When Ontario passed the Endangered Species Act in 2007, the law was lauded as the gold standard for species protection. But it hasn’t lived up to its promise.
Ontario’s Endangered Species Act (ESA) marked its tenth anniversary this year.
Unfortunately, thanks to widespread delays and exemptions on the part of the government, the once-lauded Act has not aged well.
According to a report released today, the Ontario government has fundamentally undermined the ESA’s protections for the province’s most vulnerable species since first passing the Act in 2007.
Written by the David Suzuki Foundation, Ontario Nature and Ecojustice, the report follows the ESA’s ten-year progression from a “gold standard” law to one in need of major improvements.
A promising start
When Ontario passed the ESA in 2007, the Act was widely lauded as the gold standard for species protection in Canada.
Under the new ESA, the decision to list at-risk species was put in the hands of scientists, not politicians. Recovery strategies for listed species were to be prepared within strict timelines, and the habitat of threatened and endangered species were to receive automatic protection. Landowners and development proponents could apply for permits for activities that might harm at-risk species or their habitat, but only under strict conditions.
Sadly, the promise of a golden future for Ontario’s species did not last long. Ontario’s Ministry of Natural Resources and Forestry (MNRF) soon began dragging its feet on issuing recovery strategies for threatened and endangered species.
Recovery strategies are a vital part of the ESA’s scheme – they present science-based recommendations on protecting and recovering species. That is why the ESA requires the Minister to issue them within strict deadlines.
But instead of meeting these deadlines, delayed action by the MNRF has left numerous species in the lurch. As of September 2017, when Ecojustice lawyers filed a lawsuit against the Minister, recovery strategies were overdue for approximately 40 threatened and endangered species. In some cases, MNRF has missed its deadline by more than seven years.
That is way too long for species at imminent risk of disappearing from the province or from the planet.
Opening the door for exemptions
To make matters worse, in 2013 the provincial Cabinet approved a broad suite of regulatory exemptions to the ESA.
A wide variety of industries, including forestry, aggregate pits and quarries, early exploration mining, and hydroelectric generation can now operate without permits under the Act even when they harm species at risk and their habitat. All operators have to do is register for an exemption and create a plan to “minimize harm” to species at risk.
Given that the exempted industries include many of the most common activities that harm species at risk, it is hard to see how these requirements could allow vulnerable species to survive and recover.
Why we need to do better
The world is currently losing species at an astounding rate.
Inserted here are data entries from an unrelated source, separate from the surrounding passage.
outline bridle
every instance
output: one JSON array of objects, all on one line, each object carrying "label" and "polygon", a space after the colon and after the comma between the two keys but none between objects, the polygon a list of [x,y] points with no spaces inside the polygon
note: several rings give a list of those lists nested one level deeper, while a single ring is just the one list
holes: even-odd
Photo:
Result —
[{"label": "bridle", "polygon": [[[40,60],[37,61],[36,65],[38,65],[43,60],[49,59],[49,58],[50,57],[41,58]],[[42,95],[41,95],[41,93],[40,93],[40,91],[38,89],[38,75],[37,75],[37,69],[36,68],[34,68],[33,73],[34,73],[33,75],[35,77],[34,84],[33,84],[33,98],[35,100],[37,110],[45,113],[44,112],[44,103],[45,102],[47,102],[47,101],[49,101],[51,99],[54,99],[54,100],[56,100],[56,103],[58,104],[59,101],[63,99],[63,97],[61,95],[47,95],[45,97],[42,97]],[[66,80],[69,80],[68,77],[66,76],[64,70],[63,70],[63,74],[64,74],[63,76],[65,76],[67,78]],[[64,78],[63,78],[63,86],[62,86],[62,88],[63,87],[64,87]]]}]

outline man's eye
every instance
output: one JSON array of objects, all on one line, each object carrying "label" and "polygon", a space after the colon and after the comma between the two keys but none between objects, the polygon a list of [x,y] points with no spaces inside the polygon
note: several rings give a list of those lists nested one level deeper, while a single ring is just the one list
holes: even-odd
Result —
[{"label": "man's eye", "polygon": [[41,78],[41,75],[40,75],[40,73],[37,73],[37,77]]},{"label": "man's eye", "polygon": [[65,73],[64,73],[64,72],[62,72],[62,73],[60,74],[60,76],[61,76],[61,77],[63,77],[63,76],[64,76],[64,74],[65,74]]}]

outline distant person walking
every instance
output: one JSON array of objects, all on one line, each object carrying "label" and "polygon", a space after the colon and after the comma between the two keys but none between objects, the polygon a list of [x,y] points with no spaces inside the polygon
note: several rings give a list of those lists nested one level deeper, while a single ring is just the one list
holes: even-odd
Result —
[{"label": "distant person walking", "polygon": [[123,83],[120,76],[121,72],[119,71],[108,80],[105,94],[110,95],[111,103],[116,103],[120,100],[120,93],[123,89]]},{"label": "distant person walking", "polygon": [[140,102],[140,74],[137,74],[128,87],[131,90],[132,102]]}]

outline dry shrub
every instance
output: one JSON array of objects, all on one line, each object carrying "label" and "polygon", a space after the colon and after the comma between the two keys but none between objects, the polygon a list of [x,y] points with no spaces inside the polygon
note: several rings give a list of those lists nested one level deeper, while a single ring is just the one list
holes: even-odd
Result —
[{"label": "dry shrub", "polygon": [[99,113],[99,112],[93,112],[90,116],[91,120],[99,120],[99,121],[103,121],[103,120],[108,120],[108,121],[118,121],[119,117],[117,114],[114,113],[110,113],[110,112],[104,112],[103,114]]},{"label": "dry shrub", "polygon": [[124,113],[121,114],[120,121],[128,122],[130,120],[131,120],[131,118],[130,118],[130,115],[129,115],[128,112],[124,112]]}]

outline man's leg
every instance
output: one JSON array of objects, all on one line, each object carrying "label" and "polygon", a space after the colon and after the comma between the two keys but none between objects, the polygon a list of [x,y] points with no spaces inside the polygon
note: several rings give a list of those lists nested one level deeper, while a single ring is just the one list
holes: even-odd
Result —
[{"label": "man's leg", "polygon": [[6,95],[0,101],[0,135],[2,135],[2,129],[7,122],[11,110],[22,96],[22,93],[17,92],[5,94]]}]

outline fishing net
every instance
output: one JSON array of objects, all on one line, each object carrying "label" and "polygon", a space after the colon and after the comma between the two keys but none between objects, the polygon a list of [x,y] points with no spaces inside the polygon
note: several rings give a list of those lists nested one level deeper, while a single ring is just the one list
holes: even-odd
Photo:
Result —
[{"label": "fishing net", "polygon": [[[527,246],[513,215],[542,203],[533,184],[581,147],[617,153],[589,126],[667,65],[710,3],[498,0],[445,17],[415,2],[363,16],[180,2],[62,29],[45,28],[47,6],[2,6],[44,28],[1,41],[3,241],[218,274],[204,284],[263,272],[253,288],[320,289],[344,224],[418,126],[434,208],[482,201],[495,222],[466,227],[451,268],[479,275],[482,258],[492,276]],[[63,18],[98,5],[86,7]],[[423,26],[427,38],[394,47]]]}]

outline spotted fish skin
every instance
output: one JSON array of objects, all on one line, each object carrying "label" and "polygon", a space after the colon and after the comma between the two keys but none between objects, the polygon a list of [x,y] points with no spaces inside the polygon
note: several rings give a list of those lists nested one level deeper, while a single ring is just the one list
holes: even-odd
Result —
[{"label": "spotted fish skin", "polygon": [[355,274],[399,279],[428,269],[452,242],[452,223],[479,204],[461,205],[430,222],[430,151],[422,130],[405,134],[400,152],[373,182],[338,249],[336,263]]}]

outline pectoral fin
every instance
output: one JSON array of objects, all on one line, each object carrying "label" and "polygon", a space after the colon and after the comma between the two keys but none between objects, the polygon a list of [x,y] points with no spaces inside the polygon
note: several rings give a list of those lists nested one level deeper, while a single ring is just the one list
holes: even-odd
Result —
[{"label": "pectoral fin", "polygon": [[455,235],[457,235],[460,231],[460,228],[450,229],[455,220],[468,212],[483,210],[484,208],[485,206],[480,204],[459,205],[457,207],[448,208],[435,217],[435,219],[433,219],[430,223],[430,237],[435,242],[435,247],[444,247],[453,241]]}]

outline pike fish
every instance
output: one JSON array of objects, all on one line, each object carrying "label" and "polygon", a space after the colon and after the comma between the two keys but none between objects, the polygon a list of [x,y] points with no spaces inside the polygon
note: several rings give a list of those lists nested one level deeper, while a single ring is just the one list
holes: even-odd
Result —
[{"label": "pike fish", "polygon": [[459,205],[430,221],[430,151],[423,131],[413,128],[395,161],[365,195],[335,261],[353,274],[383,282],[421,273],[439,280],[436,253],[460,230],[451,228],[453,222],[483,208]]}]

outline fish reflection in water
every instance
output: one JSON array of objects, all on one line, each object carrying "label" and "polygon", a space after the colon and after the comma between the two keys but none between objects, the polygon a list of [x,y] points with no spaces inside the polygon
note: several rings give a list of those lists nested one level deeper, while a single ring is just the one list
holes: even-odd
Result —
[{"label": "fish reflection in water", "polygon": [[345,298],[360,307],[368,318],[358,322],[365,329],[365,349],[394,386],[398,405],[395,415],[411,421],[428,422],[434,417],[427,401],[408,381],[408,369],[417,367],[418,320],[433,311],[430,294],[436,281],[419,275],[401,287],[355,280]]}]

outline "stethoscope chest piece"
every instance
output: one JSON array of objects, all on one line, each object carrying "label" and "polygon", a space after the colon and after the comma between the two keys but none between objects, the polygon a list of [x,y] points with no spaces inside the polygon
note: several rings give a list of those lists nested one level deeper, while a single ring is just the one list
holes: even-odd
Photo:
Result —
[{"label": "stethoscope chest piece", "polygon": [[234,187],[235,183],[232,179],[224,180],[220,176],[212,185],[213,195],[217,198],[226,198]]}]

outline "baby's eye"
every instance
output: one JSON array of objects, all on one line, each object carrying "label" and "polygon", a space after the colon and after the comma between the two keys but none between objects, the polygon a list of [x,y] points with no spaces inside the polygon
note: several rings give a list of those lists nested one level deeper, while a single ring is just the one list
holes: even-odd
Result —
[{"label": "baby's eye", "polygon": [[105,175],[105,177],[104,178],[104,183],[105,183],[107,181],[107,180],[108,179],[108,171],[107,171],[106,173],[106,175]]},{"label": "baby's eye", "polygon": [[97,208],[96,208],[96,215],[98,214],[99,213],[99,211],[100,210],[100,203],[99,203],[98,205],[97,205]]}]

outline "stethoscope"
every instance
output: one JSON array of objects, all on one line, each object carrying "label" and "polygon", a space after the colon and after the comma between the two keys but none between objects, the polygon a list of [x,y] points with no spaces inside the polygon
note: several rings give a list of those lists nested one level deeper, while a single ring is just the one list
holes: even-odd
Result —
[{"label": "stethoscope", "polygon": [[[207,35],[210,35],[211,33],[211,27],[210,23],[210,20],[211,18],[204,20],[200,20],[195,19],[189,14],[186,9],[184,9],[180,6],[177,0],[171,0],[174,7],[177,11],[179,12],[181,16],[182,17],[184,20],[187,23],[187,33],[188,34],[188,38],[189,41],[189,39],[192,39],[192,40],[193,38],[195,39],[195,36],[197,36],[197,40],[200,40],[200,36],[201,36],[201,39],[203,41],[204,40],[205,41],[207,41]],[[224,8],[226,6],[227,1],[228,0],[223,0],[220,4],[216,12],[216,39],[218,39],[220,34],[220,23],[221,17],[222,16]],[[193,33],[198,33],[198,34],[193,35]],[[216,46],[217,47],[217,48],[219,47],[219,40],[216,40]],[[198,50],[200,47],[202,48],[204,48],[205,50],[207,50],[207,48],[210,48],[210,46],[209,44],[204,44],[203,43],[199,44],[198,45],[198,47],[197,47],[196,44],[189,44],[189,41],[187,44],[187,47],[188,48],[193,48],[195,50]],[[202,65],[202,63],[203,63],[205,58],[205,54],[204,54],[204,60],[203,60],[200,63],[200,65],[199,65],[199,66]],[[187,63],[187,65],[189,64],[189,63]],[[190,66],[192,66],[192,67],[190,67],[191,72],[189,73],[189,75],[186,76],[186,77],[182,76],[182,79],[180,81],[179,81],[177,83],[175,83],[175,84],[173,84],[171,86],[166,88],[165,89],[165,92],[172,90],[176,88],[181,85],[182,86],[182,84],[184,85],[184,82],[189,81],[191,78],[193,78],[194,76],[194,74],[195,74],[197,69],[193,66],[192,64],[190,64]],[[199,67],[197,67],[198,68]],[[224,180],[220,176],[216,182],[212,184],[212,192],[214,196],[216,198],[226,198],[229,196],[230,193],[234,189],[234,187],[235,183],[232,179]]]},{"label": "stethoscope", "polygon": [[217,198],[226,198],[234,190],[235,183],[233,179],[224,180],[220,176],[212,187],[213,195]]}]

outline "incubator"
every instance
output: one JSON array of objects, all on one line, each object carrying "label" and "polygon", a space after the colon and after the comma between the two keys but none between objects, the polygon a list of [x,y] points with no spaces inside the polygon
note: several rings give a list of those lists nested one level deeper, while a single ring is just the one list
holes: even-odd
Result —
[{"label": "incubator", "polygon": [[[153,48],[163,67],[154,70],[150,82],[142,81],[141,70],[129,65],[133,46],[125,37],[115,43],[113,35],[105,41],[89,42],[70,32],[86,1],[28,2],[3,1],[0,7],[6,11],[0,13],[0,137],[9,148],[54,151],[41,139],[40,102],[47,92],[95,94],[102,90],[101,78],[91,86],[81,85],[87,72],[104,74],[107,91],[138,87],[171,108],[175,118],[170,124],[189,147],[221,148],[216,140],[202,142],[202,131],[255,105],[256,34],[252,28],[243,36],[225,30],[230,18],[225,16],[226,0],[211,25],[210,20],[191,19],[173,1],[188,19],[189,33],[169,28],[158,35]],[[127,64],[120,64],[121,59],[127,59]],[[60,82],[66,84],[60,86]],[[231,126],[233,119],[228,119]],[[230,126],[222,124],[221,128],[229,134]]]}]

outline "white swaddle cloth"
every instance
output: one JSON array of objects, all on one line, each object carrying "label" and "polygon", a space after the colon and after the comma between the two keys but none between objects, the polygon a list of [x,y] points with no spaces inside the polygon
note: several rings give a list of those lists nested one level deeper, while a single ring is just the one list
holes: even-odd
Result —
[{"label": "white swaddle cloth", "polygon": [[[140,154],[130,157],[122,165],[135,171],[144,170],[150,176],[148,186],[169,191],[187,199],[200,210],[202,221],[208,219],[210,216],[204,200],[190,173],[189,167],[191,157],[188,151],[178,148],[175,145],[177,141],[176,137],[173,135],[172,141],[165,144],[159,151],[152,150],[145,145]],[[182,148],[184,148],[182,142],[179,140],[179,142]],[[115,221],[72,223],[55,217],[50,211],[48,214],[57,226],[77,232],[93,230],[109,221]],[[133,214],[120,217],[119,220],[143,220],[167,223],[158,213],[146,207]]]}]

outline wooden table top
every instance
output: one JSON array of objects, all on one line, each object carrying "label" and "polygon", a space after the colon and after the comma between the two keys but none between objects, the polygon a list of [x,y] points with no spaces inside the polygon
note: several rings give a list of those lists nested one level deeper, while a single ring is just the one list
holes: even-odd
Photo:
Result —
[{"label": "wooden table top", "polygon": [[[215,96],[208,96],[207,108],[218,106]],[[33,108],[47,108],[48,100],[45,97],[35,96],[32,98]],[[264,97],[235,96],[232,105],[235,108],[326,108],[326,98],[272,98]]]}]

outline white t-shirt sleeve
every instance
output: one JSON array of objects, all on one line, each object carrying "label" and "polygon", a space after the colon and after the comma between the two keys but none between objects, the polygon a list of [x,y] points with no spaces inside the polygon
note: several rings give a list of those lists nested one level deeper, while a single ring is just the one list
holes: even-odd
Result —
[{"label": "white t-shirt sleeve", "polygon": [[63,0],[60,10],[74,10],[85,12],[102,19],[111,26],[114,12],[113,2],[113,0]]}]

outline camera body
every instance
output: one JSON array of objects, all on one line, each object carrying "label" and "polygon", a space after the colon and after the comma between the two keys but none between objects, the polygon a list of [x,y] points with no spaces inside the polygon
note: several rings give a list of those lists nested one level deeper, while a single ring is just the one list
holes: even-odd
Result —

Human-induced factors such as habitat loss, pollution, and climate change are driving unprecedented numbers of species to extinction, and causing catastrophic population declines among many others.
Ontario is no stranger to this crisis. There are more than 200 species at risk listed under the ESA.
For the sake of these species, we need to do better.
We believe that a fully implemented ESA could provide effective protection for our imperilled species. But the MNRF has chosen again and again to put industry’s interests first. In the meantime, Ontario’s species continue to decline as they wait for the protections they were promised ten years ago.
Ontario set the standard for species protection in Canada when it passed the ESA in 2007. Ten years later, we need the provincial government to rise to the occasion once more by prioritizing the protection and recovery of our most vulnerable species.